Indeed, as Wendy Lee argues in her excellent article “Why Fracking Epitomizes the Crisis in American Democracy: Profiteering and the ‘Good American’” the current boom in “natural” gas may not even be about “natural” gas or energy at all. It may just be the next big speculative real estate bubble masquerading as a patriotic engine for “energy security.”

“It turns out that even the patriotic rhetoric of “cheap and abundant” natural gas is simply a cover story for the acquisition and marketing of land–country to be sure–but demoted from national idea to transferable real estate. To identify the good of this corporation with the health of the country is to identify the health of the country not with the freedom of its citizens, not with the stability or strength of its democratic institutions, but with its market value–fifteen million acres in McClendon’s case. The state, moreover, has not only become an enthusiastic player in what Arthur Berman, respected energy consultant, calls a Ponzi Scheme, it is now engaged in the erection of laws–including laws that criminalize protest–aimed at protecting what now must be called America, INC.”

Hands Across Riverdale starkly poses the question “does profit trump human rights” and provides its own answer, no. Hands Across Riverdale addresses the issue of why capitalism values some people and doesn’t value others. During the occupation of Zucotti Park, for example, the corporate media covered the “inconvenience” to the local population in downtown Manhattan as the central issue of the occupation. If only one business owner lost only one customer because of an Occupy Wall Streets drum circle, or if only one employee was late for work because of an Occupy Wall Street march, the New York Daily News and the New York Post would argue constantly, then that immediately superseded both the right to protest under the First Amendment and the larger societal and economic issues raised by the financial industry’s capture of the Obama Administration. Local issues came before national issues. Local issues were the only issues. In Jersey Shore Pennsylvania, on the other hand, One Percenter Nicholas DeBenedictis and the Aqua America corporation are sweeping aside a 40 year old community as if it were nothing more than a minor inconvenience. The lives of 32 working class families have been wrecked. Those who would defend fracking have reversed the stance that the NYC media took on Occupy Wall Street. A 100 or so people living in a trailer park, they argue, do not supersede the profit motive. More than the profit motive is at stake. Why should 32 families, or even the environmental health of the Susquehanna Valley supersede the need for America’s “energy security?”

An hour’s drive south of Riverdale is the blackened land where the small Pennsylvania City of Centralia once stood. In the early 1960s, a fire in the city dump spread to the abandoned mines underneath. Slowly the city cooked, Slowly it died.

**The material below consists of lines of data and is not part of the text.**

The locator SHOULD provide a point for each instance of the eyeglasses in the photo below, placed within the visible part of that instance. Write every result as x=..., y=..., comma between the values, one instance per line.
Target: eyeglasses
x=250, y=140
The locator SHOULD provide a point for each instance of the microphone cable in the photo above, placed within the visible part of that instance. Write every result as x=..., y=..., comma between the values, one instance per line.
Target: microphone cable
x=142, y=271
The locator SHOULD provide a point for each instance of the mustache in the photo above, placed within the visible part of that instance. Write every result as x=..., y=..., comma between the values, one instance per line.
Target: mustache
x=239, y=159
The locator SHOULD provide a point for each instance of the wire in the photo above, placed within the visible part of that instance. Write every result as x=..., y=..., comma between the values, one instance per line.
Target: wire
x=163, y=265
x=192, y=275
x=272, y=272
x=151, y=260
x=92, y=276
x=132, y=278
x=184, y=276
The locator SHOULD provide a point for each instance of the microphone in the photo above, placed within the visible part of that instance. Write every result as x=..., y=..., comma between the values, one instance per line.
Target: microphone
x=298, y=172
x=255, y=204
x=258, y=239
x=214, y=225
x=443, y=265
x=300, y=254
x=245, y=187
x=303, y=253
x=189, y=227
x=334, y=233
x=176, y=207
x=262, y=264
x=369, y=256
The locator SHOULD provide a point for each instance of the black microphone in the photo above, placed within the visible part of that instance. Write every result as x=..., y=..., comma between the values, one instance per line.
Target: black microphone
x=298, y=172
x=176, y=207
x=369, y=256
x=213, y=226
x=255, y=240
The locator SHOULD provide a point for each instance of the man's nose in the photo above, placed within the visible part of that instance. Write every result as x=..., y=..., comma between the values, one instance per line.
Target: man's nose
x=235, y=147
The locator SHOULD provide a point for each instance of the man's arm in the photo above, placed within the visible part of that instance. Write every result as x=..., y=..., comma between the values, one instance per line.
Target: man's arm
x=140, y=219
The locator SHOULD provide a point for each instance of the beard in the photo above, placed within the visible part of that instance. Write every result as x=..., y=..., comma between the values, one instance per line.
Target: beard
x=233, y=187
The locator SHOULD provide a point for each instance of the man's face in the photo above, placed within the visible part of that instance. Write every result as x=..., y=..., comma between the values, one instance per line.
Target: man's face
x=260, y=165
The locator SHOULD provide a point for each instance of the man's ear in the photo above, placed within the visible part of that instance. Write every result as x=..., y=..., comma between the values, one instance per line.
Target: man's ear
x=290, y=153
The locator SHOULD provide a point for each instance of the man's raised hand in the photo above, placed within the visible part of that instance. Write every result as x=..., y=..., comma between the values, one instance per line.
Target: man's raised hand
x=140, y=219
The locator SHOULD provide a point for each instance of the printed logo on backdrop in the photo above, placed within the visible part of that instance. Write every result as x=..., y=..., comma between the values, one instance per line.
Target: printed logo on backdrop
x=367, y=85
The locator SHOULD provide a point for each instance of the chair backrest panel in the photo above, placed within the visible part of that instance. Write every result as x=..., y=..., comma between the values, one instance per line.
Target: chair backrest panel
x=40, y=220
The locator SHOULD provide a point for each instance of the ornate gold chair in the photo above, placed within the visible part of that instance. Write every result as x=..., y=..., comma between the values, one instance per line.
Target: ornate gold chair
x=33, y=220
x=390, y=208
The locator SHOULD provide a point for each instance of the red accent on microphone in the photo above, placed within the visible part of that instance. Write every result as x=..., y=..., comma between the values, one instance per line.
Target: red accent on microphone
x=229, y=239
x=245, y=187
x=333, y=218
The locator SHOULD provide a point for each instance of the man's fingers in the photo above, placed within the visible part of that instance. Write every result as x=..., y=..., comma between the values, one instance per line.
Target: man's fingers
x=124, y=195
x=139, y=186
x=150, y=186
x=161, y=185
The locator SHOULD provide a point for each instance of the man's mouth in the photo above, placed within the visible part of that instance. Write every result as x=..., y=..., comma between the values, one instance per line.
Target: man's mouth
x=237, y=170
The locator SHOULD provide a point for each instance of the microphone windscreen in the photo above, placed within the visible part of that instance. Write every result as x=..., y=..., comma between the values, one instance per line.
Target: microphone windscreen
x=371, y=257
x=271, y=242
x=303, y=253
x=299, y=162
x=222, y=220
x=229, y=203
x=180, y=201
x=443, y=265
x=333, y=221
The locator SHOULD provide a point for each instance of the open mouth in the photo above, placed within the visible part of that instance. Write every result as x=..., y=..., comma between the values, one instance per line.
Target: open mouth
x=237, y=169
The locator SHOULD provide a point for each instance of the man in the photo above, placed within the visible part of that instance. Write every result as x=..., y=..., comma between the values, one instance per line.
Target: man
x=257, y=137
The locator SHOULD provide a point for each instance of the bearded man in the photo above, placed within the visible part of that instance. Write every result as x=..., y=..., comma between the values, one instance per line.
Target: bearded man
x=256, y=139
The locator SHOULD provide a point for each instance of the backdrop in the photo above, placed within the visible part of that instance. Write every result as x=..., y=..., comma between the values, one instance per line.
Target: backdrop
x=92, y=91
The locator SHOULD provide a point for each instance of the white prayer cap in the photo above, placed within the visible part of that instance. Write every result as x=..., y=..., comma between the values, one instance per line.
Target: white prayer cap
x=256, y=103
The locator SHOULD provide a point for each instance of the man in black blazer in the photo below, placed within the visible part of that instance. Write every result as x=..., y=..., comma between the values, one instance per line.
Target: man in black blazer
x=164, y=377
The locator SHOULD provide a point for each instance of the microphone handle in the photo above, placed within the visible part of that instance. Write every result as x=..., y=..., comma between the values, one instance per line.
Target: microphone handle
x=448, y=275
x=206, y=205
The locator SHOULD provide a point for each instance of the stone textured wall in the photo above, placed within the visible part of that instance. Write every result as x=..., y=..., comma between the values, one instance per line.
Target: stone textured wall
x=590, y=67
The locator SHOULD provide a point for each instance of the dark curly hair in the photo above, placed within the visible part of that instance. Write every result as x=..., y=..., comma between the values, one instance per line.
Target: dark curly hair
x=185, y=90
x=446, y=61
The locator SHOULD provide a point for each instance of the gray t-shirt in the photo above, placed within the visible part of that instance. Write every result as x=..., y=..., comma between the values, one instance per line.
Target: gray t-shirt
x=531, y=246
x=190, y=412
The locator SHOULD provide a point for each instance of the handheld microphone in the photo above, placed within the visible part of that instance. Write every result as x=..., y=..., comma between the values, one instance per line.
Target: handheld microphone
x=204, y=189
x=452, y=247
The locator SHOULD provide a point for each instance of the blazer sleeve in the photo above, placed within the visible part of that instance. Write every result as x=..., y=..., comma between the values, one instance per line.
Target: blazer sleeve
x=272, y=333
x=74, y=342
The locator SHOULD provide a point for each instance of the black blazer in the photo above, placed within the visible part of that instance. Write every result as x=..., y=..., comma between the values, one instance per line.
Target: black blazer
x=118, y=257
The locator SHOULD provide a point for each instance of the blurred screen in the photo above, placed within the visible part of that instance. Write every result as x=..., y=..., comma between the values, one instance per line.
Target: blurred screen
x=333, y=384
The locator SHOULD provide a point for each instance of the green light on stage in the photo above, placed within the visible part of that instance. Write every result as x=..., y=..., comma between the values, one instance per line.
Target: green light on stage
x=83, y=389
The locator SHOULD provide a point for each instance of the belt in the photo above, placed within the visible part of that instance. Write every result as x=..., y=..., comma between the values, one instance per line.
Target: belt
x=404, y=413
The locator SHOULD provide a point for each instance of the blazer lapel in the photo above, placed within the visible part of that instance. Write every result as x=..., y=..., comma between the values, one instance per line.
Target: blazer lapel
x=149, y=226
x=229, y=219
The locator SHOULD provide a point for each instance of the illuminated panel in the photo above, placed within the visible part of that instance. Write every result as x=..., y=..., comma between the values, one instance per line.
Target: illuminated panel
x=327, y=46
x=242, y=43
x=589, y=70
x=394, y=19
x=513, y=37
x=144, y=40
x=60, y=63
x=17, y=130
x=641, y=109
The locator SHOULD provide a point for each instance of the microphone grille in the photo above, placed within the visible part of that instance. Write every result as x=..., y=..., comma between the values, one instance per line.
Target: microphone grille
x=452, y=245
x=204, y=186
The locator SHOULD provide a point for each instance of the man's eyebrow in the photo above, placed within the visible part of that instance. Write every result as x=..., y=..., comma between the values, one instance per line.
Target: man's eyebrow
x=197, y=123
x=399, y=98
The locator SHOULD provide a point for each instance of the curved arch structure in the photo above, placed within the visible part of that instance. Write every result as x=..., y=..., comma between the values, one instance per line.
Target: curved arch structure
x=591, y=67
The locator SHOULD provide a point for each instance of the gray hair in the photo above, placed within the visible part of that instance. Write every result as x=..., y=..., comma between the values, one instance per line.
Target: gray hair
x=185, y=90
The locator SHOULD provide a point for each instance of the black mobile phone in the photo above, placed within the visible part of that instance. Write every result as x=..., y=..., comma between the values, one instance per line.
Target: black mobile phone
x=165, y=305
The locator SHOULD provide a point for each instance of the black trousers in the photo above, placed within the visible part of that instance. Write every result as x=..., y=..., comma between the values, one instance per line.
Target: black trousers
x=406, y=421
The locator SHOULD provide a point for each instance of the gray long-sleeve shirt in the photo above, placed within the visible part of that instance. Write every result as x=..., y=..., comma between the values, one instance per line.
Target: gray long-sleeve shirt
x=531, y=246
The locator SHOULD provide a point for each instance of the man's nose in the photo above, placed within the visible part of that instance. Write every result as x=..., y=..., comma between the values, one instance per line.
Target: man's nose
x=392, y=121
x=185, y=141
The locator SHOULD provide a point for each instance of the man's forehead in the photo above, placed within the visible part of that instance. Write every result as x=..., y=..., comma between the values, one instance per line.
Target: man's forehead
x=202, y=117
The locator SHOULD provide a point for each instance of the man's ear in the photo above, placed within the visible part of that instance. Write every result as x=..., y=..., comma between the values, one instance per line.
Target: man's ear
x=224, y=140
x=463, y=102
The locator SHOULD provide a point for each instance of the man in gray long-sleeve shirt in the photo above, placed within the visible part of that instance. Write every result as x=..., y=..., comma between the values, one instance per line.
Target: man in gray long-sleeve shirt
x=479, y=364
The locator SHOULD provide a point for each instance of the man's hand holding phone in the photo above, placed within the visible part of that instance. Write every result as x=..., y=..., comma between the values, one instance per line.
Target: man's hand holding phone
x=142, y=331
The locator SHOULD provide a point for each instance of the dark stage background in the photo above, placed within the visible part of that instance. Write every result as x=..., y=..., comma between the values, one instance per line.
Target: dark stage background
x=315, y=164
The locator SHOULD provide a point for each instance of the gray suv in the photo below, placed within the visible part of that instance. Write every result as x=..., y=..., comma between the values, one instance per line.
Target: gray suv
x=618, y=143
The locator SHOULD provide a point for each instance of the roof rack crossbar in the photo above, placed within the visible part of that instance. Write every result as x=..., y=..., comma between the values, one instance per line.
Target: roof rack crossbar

By the 1960s, the great Anthracite coal companies of Northeastern Pennsylvania were a thing of the past. Decades before they had given up their mineral rights to the soil, mineral rights that had become almost worthless as oil replaced coal as a source of power. By relinquishing the rights to the land they had already stripped and used to their satisfaction, they also released themselves from the obligation to clean up after themselves. It will be little different with the “natural” gas industry and with fracking. Whatever we know and whatever we don’t know about the environmental consequences of fracking, Nicholas DeBenedictis and the Aqua America company will be long gone by the time they’re genuinely felt. Don’t let Riverdale and Jersey Shore become the next Centralia. Support Hands Across Riverdale while you still can.

Stanley Rogouski is a writer and a photojournalist living in New Jersey.